The Eastgate Centre is a shopping centre and office block in central Harare, Zimbabwe, designed by Mick Pearce. Designed to be ventilated and cooled by entirely natural means, it was probably the first building in the world to use natural cooling to this level of sophistication. It opened in 1996 on Robert Mugabe Avenue and Second Street, and provides 5,600 m² of retail space, 26,000 m² of office space and parking for 450 cars.
The Eastgate Centre’s design is a deliberate move away from the “big glass block”. Glass office blocks are typically expensive to maintain at a comfortable temperature, needing substantial heating in the winter and cooling in the summer. They tend to recycle air, in an attempt to keep the expensively conditioned atmosphere inside, leading to high levels of air pollution in the building. Artificial air-conditioning systems are high-maintenance, and Zimbabwe has the additional problem that the original system and most spare parts have to be imported, squandering foreign exchange reserves.
Mick Pearce, the architect, therefore took an alternative approach. Because of its altitude, Harare has a temperate climate despite being in the tropics, and the typical daily temperature swing is 10 to 14°C. This makes a mechanical or passive cooling system a viable alternative to artificial air-conditioning. Passive cooling works by storing heat in the day and venting it at night as temperatures drop.
Start of day: the building is cool.
During day: machines and people generate heat, and the sun shines. Heat is absorbed by the fabric of the building, which has a high heat capacity, so that the temperature inside increases but not greatly.
Evening: temperatures outside drop. The warm internal air is vented through chimneys, assisted by fans but also rising naturally because it is less dense, and drawing in denser cool air at the bottom of the building.
Night: this process continues, cold air flowing through cavities in the floor slabs until the building’s fabric has reached the ideal temperature to start the next day.

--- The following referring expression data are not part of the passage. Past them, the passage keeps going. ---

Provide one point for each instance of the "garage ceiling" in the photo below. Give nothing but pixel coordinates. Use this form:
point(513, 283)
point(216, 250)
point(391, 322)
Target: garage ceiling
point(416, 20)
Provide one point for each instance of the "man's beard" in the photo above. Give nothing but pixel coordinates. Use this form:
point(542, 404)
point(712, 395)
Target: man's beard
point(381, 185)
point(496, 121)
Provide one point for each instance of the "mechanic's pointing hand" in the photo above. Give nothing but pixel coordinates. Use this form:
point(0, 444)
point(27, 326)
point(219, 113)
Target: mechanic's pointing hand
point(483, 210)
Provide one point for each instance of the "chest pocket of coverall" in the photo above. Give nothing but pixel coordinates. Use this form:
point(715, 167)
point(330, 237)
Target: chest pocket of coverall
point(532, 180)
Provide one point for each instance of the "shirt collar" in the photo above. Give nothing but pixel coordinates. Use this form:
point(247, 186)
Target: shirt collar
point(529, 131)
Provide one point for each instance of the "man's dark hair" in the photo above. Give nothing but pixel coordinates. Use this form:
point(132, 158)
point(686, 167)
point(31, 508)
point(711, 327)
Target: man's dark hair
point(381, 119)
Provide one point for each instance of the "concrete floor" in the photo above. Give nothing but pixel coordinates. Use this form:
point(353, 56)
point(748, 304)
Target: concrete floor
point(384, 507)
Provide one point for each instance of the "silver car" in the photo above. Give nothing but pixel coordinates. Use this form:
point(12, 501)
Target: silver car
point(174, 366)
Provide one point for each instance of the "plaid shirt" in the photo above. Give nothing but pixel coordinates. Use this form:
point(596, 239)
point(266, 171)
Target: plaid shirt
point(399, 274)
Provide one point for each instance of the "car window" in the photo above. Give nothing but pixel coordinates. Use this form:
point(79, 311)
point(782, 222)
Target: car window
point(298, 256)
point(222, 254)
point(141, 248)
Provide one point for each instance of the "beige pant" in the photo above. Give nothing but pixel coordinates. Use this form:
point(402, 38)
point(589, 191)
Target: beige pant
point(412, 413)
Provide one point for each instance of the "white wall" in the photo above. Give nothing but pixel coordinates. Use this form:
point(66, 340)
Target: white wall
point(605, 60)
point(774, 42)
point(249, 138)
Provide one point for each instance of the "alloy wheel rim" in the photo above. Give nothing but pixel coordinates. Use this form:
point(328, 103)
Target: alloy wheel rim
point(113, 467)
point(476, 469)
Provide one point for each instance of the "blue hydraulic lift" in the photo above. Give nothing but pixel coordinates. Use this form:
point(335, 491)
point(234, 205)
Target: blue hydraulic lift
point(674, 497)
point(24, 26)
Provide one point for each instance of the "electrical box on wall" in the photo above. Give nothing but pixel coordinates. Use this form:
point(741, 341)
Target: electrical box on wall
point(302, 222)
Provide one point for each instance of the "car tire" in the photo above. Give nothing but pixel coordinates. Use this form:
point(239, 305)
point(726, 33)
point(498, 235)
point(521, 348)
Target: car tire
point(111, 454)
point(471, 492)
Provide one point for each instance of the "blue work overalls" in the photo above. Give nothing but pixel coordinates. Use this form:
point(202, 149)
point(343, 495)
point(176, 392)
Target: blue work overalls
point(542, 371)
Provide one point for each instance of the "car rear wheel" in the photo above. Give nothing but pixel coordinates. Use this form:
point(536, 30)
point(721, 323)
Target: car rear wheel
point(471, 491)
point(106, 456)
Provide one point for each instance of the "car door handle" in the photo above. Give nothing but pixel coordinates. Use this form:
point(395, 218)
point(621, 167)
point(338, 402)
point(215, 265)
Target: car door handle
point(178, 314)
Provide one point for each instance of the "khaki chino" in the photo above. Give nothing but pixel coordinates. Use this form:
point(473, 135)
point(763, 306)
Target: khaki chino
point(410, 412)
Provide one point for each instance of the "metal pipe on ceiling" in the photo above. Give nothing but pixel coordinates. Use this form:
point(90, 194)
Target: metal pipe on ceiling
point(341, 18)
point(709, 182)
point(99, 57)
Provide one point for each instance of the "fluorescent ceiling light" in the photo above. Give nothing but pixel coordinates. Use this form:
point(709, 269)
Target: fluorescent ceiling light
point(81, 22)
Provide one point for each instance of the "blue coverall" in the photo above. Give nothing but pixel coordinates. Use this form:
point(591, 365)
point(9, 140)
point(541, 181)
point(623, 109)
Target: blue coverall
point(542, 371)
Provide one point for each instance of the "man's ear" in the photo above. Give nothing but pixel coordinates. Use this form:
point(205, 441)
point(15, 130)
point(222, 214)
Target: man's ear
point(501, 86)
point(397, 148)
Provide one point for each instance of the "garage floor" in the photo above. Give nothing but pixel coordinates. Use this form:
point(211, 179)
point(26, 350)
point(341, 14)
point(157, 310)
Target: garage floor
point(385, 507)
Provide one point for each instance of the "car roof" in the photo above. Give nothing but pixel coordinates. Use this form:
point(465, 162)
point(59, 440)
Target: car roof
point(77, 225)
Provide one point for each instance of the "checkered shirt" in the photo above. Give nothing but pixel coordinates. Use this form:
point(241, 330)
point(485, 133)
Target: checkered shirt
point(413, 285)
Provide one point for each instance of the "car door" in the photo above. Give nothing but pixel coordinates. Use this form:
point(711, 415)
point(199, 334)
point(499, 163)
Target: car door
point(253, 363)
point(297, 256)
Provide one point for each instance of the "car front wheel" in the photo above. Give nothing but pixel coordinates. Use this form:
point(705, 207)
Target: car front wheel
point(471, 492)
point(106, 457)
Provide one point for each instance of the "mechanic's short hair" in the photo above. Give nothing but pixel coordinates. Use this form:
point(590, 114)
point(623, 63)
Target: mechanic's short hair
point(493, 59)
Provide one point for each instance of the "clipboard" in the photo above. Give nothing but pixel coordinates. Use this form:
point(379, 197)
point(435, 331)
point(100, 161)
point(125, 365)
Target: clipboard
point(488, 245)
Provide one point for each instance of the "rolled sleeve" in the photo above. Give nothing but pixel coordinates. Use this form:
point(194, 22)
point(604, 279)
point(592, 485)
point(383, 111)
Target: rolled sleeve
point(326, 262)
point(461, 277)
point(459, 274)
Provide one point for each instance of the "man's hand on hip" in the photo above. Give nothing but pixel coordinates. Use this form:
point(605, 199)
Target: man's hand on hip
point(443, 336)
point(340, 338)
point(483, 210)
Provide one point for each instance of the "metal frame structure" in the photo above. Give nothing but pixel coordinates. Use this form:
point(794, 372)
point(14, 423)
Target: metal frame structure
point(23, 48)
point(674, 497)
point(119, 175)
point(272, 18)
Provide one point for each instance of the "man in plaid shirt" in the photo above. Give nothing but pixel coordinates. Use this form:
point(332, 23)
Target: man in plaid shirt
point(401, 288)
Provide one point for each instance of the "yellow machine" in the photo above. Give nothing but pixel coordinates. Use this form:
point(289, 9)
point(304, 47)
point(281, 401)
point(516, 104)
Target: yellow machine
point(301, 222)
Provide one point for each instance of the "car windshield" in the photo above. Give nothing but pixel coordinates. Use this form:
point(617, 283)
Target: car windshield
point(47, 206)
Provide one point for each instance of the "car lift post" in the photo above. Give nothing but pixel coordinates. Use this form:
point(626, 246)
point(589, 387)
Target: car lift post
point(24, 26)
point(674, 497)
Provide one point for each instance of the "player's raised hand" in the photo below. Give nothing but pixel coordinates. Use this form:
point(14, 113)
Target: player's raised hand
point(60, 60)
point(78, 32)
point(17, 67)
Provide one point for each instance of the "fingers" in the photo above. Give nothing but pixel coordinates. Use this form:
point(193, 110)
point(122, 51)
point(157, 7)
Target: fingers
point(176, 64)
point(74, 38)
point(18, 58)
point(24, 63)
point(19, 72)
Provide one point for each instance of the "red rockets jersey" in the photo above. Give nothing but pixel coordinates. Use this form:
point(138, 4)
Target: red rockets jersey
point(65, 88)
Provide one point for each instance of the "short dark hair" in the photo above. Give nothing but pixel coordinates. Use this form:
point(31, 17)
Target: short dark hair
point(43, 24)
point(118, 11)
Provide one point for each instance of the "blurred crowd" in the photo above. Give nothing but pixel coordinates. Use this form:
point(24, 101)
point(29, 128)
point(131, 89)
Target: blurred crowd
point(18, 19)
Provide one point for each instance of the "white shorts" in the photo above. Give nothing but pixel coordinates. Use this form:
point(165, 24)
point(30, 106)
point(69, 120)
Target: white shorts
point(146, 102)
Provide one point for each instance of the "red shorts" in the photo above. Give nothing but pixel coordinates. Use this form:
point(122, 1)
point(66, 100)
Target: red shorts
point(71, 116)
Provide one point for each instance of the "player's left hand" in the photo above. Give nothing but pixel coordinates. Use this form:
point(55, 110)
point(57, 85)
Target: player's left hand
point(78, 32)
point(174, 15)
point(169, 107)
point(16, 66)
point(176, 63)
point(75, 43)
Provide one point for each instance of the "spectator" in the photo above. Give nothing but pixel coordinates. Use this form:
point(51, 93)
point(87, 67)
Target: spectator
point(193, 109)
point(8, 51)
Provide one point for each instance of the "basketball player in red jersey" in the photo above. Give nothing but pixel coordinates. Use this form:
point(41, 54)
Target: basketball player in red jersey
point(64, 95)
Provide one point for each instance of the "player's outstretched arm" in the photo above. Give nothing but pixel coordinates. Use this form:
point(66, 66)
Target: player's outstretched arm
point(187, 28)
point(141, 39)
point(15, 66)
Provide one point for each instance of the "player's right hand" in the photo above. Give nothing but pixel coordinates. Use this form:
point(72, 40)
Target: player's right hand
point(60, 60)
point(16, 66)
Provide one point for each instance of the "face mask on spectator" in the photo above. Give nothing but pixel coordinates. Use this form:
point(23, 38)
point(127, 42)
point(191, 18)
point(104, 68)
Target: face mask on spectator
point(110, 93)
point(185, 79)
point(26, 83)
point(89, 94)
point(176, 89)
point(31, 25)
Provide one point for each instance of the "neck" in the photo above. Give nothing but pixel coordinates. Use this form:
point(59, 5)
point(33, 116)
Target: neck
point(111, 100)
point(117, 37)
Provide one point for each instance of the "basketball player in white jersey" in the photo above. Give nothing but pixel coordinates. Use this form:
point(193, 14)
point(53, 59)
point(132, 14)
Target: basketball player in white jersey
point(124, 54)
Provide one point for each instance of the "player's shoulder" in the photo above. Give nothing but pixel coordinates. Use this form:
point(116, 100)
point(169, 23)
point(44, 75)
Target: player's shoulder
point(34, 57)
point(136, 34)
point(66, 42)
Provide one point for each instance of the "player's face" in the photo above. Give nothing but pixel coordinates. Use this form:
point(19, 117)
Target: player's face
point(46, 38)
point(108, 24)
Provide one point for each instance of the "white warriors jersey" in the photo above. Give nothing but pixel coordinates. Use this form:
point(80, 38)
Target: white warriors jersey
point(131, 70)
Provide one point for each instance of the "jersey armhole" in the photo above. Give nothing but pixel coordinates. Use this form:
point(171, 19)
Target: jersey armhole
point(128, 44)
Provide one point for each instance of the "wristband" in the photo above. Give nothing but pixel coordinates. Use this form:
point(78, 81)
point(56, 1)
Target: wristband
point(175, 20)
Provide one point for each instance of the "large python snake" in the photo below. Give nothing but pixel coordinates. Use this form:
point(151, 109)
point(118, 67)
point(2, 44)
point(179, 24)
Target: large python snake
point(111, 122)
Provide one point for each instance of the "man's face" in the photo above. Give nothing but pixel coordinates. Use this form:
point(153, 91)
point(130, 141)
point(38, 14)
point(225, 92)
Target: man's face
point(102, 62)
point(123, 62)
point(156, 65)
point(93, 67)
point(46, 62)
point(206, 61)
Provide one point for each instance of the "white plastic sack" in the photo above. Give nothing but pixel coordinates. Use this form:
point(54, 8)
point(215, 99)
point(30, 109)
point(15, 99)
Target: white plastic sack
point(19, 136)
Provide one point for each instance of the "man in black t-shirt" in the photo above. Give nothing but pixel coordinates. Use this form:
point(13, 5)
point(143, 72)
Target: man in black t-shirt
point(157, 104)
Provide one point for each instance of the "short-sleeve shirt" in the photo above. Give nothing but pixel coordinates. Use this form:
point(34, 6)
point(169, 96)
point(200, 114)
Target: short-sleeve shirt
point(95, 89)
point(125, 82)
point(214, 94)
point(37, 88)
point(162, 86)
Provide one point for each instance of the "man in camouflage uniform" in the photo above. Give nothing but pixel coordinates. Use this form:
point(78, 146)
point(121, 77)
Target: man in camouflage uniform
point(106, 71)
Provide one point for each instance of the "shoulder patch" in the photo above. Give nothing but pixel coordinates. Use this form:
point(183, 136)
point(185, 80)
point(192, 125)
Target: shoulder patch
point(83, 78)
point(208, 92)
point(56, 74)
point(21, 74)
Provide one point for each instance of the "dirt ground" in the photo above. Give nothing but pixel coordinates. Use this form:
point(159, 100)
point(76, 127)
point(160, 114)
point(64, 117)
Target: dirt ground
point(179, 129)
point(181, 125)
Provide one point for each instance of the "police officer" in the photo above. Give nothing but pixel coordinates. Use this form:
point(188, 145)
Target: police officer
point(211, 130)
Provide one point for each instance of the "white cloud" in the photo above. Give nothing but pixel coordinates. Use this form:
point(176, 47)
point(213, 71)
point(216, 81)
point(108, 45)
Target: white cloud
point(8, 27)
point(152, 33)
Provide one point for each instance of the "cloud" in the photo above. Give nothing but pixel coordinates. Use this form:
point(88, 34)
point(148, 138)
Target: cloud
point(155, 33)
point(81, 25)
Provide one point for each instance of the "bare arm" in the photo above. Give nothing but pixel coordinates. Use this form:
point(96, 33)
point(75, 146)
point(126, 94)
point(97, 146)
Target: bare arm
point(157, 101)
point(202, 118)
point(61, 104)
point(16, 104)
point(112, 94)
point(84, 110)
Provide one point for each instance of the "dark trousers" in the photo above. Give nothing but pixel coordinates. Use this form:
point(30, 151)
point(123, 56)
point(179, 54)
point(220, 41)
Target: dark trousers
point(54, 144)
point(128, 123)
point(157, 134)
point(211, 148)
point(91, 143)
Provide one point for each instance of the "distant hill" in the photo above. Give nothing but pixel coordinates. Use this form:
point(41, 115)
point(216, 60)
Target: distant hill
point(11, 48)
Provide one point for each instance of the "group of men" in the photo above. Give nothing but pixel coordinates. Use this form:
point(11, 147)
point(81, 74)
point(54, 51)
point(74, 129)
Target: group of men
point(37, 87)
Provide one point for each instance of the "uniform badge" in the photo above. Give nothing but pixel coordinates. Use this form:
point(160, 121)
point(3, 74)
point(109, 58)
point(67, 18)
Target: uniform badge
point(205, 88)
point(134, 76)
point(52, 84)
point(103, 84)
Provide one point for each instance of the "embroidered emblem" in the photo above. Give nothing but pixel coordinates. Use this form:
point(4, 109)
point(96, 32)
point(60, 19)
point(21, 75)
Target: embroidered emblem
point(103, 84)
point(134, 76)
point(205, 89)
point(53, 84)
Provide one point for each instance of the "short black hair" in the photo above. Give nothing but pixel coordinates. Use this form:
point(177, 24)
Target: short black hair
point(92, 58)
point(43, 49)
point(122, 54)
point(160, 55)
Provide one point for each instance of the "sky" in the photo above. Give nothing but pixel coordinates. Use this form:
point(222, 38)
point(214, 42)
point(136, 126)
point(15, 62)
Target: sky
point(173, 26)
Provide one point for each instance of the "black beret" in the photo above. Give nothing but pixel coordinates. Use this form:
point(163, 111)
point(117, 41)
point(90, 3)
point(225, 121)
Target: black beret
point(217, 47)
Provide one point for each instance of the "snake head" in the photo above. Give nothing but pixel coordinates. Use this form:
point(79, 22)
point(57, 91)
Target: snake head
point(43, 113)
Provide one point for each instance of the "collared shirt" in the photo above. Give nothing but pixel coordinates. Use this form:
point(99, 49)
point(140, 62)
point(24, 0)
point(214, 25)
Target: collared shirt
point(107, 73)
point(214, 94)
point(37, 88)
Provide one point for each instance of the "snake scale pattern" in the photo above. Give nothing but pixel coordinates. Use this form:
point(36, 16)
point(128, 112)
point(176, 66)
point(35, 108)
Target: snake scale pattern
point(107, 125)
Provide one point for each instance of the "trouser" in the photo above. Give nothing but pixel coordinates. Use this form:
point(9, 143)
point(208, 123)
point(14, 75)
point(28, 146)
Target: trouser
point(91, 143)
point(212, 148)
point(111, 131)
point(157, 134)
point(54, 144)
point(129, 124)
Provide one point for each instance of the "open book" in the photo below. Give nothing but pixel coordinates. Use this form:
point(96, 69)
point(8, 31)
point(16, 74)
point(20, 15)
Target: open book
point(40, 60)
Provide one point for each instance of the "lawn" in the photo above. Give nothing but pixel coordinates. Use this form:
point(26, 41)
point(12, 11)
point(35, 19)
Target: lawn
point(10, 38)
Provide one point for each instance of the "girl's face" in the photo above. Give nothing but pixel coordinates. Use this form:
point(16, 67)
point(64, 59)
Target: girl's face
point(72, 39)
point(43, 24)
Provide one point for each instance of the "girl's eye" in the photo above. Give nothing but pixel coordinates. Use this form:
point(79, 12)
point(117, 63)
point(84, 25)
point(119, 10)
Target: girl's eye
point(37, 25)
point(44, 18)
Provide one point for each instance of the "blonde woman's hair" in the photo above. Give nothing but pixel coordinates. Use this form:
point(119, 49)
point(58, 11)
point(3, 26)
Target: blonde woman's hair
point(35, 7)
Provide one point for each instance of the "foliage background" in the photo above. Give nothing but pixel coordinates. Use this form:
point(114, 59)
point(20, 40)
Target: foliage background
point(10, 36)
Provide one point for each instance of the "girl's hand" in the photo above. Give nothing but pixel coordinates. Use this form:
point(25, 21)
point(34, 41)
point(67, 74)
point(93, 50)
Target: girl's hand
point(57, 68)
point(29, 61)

Passively cooled, Eastgate uses only 10% of the energy needed by a similar conventionally cooled building. When actively cooled, the Centre consumes 35% less energy to maintain the same temperature as a conventionally cooled building.
Eastgate is emulated by London’s Portcullis House (2001), opposite the Palace of Westminster. The distinctive giant chimneys on which the system relies are clearly visible.